Methods: Children in this cohort study were diagnosed with ASD or typical development (TD); most children were recruited from a 10-year longitudinal study. Outcome measures were the percentage and timing of conditioned eye-blink responses (CRs) acquired to a tone, recorded photometrically and related to measures of ASD severity, IQ, and age-2 brain morphometry by MRI. A sequence of trace and delay EBC was used. Analysis of variance, t-test, and logistic regression (LR) were employed.
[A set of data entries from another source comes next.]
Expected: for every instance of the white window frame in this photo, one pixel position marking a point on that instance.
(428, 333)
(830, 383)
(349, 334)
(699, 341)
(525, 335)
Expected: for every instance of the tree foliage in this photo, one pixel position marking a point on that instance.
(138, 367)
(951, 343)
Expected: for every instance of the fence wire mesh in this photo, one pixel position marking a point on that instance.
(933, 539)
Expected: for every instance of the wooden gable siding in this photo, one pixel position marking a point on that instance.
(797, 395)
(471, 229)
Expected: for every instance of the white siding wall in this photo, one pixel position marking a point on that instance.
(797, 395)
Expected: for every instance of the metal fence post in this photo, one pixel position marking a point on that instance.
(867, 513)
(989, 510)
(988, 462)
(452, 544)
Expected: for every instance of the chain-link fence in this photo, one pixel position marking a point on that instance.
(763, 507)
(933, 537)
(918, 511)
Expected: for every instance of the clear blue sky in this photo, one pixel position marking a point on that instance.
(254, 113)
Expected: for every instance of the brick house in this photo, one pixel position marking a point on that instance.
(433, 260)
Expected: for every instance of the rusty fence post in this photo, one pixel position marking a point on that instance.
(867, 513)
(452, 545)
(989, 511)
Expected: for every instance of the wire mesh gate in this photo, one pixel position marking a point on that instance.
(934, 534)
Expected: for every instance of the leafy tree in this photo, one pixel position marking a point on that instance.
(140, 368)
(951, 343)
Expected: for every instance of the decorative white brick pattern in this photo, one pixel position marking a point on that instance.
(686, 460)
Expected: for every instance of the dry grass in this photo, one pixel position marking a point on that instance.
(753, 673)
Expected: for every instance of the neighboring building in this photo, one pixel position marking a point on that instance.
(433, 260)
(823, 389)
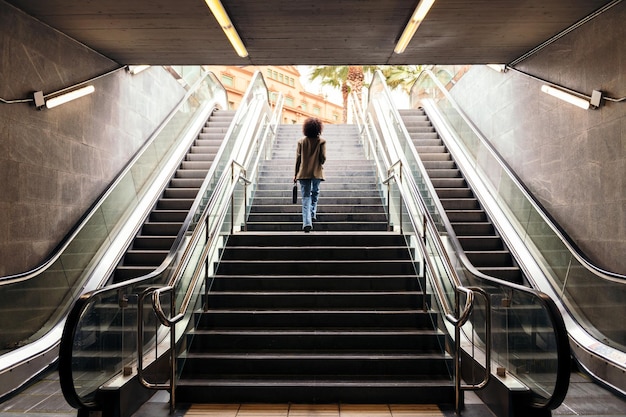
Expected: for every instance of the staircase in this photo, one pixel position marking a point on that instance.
(480, 241)
(349, 198)
(336, 315)
(156, 237)
(518, 326)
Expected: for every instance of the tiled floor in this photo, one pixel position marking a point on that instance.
(158, 407)
(44, 399)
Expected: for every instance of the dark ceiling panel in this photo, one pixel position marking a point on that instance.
(298, 32)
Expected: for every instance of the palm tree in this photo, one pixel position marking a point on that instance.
(346, 78)
(351, 78)
(401, 76)
(335, 77)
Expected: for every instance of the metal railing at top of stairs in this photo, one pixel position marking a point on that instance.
(95, 348)
(568, 272)
(508, 301)
(67, 272)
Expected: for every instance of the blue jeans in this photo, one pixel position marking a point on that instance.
(310, 189)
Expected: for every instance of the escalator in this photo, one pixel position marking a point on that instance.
(476, 233)
(502, 232)
(101, 351)
(157, 235)
(30, 343)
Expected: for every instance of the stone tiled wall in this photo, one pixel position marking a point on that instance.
(55, 162)
(573, 160)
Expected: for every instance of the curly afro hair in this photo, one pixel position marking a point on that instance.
(312, 127)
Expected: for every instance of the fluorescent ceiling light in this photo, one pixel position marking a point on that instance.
(136, 69)
(72, 95)
(418, 16)
(227, 26)
(497, 67)
(562, 95)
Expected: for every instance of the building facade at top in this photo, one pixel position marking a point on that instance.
(299, 103)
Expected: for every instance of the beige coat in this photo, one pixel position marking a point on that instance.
(310, 158)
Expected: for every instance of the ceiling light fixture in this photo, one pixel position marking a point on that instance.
(136, 69)
(567, 97)
(498, 67)
(227, 26)
(72, 95)
(418, 16)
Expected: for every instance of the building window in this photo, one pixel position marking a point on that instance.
(228, 80)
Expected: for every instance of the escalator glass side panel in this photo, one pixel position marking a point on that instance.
(33, 306)
(591, 296)
(529, 333)
(102, 322)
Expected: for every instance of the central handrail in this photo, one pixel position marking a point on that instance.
(212, 221)
(415, 209)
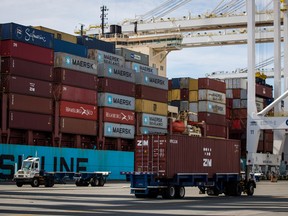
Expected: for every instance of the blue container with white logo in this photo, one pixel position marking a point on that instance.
(71, 48)
(26, 34)
(116, 101)
(119, 130)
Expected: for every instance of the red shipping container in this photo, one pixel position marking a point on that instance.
(31, 104)
(116, 86)
(212, 118)
(151, 93)
(118, 116)
(10, 48)
(168, 155)
(75, 94)
(27, 86)
(30, 121)
(23, 68)
(216, 85)
(77, 110)
(75, 78)
(78, 126)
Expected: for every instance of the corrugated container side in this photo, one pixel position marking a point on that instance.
(21, 85)
(150, 93)
(176, 94)
(116, 101)
(140, 68)
(30, 121)
(16, 49)
(58, 34)
(18, 102)
(209, 155)
(106, 57)
(119, 116)
(193, 84)
(193, 96)
(119, 130)
(151, 130)
(71, 48)
(151, 107)
(75, 78)
(78, 126)
(116, 86)
(19, 67)
(216, 85)
(148, 120)
(116, 72)
(78, 110)
(133, 56)
(73, 62)
(208, 106)
(151, 80)
(212, 118)
(210, 95)
(74, 94)
(26, 34)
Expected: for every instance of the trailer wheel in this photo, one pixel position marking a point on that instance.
(250, 189)
(169, 193)
(19, 184)
(180, 192)
(35, 182)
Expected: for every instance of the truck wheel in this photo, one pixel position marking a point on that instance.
(19, 184)
(250, 189)
(180, 192)
(35, 182)
(169, 193)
Results: Sixty-two children were studied at school-age. Nine ASD children with ID since age 2 (ASD+ID; IQ=49±6; 11.9±0.2 years-old [±SD]) learned more slowly than thirty TD children (IQ=120±16; 10.5±1.5 years-old [±SD]) during trace EBC and showed atypically early-onset CRs (1.4 SD pre-TD) related to hypoplasia of the cerebellum at age 2 but not of the amygdala, hippocampus, or cerebral cortex. Conversely, sixteen ASD children with robust intellectual development since age 2 (IQ=100±3; 12.0±0.4 years-old [±SD]) learned typically but showed early-onset CRs only during long-delay EBC (0.8 SD pre-TD) unrelated to hypoplasia of any measured brain area. Using sixteen EBC measures, binary LR classified ASD and TD with 80% accuracy (95%CI=72-88%), 81% sensitivity (95%CI=69-92%), and 79% specificity (95%CI=68-91%); multinomial LR more accurately classified children based on ID (94% accuracy, 95%CI=89-100%) than ASD severity (85% accuracy, 95%CI=77-93%). Separate analyses of thirty-nine children with MRI (2.1±0.3 years-old [±SD]) indicated that cerebellar hypoplasia did not predict ASD+ID over ages 2-4 (Cohen’s d=0.3), as compared to early-onset CRs during age-11 trace EBC (Cohen’s d=-1.3).

Conclusions: Trace EBC reveals the relationship between cerebellar hypoplasia and ASD+ID likely by engaging cerebro-cerebellar circuits involved in intellectual ability and implicit timing. Follow-up prospective studies using associative learning can determine whether ID can be predicted in children with early ASD diagnoses.